I must delete words if in word have letters "ц", "щ", "ы", "ь". I create this functions for need me but it works slow.
public function CheckToInsert($text)
{
$xarfho = array("ц", "щ", "ы", "ь","қ","ӣ","ғ","ҷ","ҳ","ӯ","Қ","Ӣ","Ғ","Ҷ","Ҳ","Ӯ");
foreach ($xarfho as $xarf)
{
if (stripos($text,$xarf) !== false)
{
return true;
}
}
return false;
}
public function UnsetUncorrectWords($words)
{
foreach ($words as $key => $value)
{
if($this->CheckToInsert($value) == false) unset($words[$key]);
if(strlen($value) < 3) unset($words[$key]);
}
return $words;
}
You may use preg_grep
to get either the array items that contain a regex match, or those that do not contain a match with a PREG_GREP_INVERT
flag.
So, to get all the items that have no letters of your choice, use
$xarfho = array("ц", "щ", "ы", "ь","қ","ӣ","ғ","ҷ","ҳ","ӯ","Қ","Ӣ","Ғ","Ҷ","Ҳ","Ӯ");
$wrds = array('Еыфвҷ','цӣвееп','аааа');
$pat = '/[' . implode("", $xarfho) . ']/u';
$res = preg_grep($pat, $wrds, PREG_GREP_INVERT);
// => Array ( [2] => аааа )
See the PHP demo
To get the items with the "ц", "щ", "ы", "ь","қ","ӣ","ғ","ҷ","ҳ","ӯ","Қ","Ӣ","Ғ","Ҷ","Ҳ","Ӯ"
letters, use
$xarfho = array("ц", "щ", "ы", "ь","қ","ӣ","ғ","ҷ","ҳ","ӯ","Қ","Ӣ","Ғ","Ҷ","Ҳ","Ӯ");
$wrds = array('Еыфвҷ','цӣвееп','аааа');
$pat = '/[' . implode("", $xarfho) . ']/u';
$res = preg_grep($pat, $wrds);
// => Array ( [0] => Еыфвҷ [1] => цӣвееп )
See another PHP demo.
The regexps will look like /[цщы]/u
where [...]
is a character class that matches any char (or range of chars) defined in the pattern and the /u
modifier is required since your pattern contains characters other than ASCII and the UNICODE modifier will make the regex engine correctly parse both the pattern and input strings.

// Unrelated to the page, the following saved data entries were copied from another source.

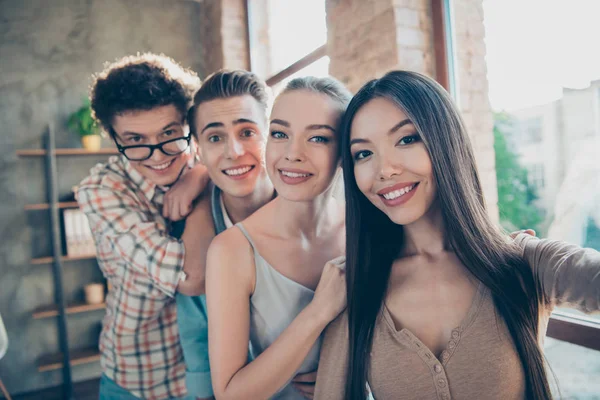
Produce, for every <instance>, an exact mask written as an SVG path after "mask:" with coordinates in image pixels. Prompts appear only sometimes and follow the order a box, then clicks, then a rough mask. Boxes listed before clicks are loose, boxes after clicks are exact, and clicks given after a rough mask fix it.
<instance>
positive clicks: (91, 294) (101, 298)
mask: <svg viewBox="0 0 600 400" xmlns="http://www.w3.org/2000/svg"><path fill="white" fill-rule="evenodd" d="M84 291H85V302H86V303H87V304H100V303H102V302H104V285H103V284H101V283H90V284H89V285H85V288H84Z"/></svg>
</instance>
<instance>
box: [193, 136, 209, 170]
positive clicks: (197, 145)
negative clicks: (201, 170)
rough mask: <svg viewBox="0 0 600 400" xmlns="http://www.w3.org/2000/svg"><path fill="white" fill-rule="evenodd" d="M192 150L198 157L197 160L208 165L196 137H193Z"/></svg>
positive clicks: (202, 164) (201, 163)
mask: <svg viewBox="0 0 600 400" xmlns="http://www.w3.org/2000/svg"><path fill="white" fill-rule="evenodd" d="M191 147H192V152H193V154H194V157H195V158H196V160H198V162H199V163H200V164H202V165H204V166H206V164H205V163H204V159H203V158H202V151H201V149H200V145H199V144H198V141H197V140H196V138H195V137H194V138H192V146H191Z"/></svg>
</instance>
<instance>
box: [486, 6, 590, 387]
mask: <svg viewBox="0 0 600 400" xmlns="http://www.w3.org/2000/svg"><path fill="white" fill-rule="evenodd" d="M483 9H484V17H485V18H484V24H485V32H486V52H487V55H486V60H487V69H488V80H489V100H490V104H491V105H492V108H493V109H494V111H495V112H496V114H497V115H500V111H502V115H503V116H504V117H505V118H506V115H508V116H509V117H514V119H516V120H517V121H518V124H517V125H518V127H517V128H516V130H515V133H516V135H515V136H516V137H515V138H514V139H516V140H514V141H512V142H511V144H512V147H514V148H513V149H511V150H513V151H514V152H515V153H516V154H521V155H522V157H521V160H520V162H521V163H522V164H521V166H522V167H524V168H526V169H527V170H528V177H527V178H528V181H527V182H525V183H529V184H531V185H533V186H535V187H536V188H538V189H541V188H544V196H545V197H548V198H549V199H550V200H551V201H550V202H549V206H548V207H547V211H548V212H547V213H546V214H545V215H544V213H543V212H541V211H540V212H539V216H540V219H539V220H540V221H541V222H540V223H538V225H537V226H536V227H534V229H536V231H537V233H538V236H541V237H546V236H549V237H550V238H555V239H560V240H565V241H568V242H572V243H576V244H578V245H581V246H584V245H588V246H593V247H594V248H596V249H597V250H600V241H598V240H597V232H598V230H597V228H596V226H597V225H598V224H595V223H590V221H592V220H593V218H592V217H593V216H598V215H600V201H598V199H600V188H598V189H596V187H597V186H598V185H597V184H596V183H595V180H596V179H597V177H598V174H599V173H600V167H599V166H598V165H599V163H598V160H597V154H598V152H597V150H594V151H592V150H591V149H597V148H598V147H597V146H598V144H600V139H598V140H597V141H596V142H594V141H592V139H591V138H590V139H589V140H580V139H581V138H583V137H584V136H586V135H588V132H598V131H599V130H600V126H599V125H598V121H600V82H598V79H599V78H600V54H599V53H598V52H594V51H590V49H592V48H594V46H595V42H594V38H595V37H598V35H600V25H599V24H598V23H597V20H596V16H597V15H599V14H600V2H597V1H592V0H583V1H578V2H567V1H553V2H544V3H543V4H542V3H541V2H539V1H534V0H503V1H495V0H483ZM542 9H543V10H542ZM541 11H543V13H541ZM506 21H510V24H507V23H506ZM532 24H534V25H535V29H531V27H532ZM557 26H560V27H561V28H560V29H556V27H557ZM532 49H535V51H532ZM557 54H560V55H561V56H560V57H556V55H557ZM497 122H498V121H497ZM496 127H499V128H500V129H502V126H501V125H499V124H498V123H496ZM509 133H510V132H509ZM534 144H535V145H536V146H532V145H534ZM573 154H577V156H576V157H573V156H572V155H573ZM527 161H529V162H530V163H532V164H530V165H526V164H524V163H525V162H527ZM544 166H546V168H544ZM569 184H570V186H569ZM498 207H499V209H500V212H501V214H502V211H503V207H508V205H505V204H502V202H501V201H499V203H498ZM506 209H508V208H506ZM524 210H525V208H524ZM573 210H576V212H575V211H573ZM538 211H539V210H538ZM538 211H536V210H532V209H531V208H527V209H526V212H523V213H522V214H521V215H520V216H519V214H518V213H514V214H513V215H514V216H515V221H512V222H513V223H514V225H520V223H519V222H521V221H525V220H527V221H531V220H532V219H531V214H532V213H537V212H538ZM594 220H596V221H597V219H594ZM552 338H554V339H552ZM591 349H594V350H600V316H597V315H594V316H592V315H588V316H584V315H582V314H581V313H579V312H577V311H576V310H573V309H570V308H560V309H557V310H555V314H554V316H553V319H552V320H551V321H550V325H549V328H548V338H547V341H546V343H545V355H546V357H547V359H548V361H549V364H550V366H551V368H552V369H553V371H554V372H555V373H556V377H557V379H558V385H559V389H560V390H561V395H562V397H561V398H568V399H592V398H597V396H598V393H600V381H599V380H598V376H600V375H599V373H600V351H593V350H591Z"/></svg>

I suggest to rewrite your function (or to not use a function at all) like that:
public function UnsetUncorrectWords($words)
{
return preg_grep('~\A[^қӣғҷҳӯҚӢҒҶҲӮ]{3,}\z~u', $words);
}
preg_grep
filters array items that don't match the pattern.
The pattern describes words with at least 3 characters written without the letters қ,ӣ,ғ,ҷ,ҳ,ӯ,Қ,Ӣ,Ғ,Ҷ,Ҳ,Ӯ.
Note that you can't use strlen
with multibyte characters since this one returns the number of bytes, not the number of characters.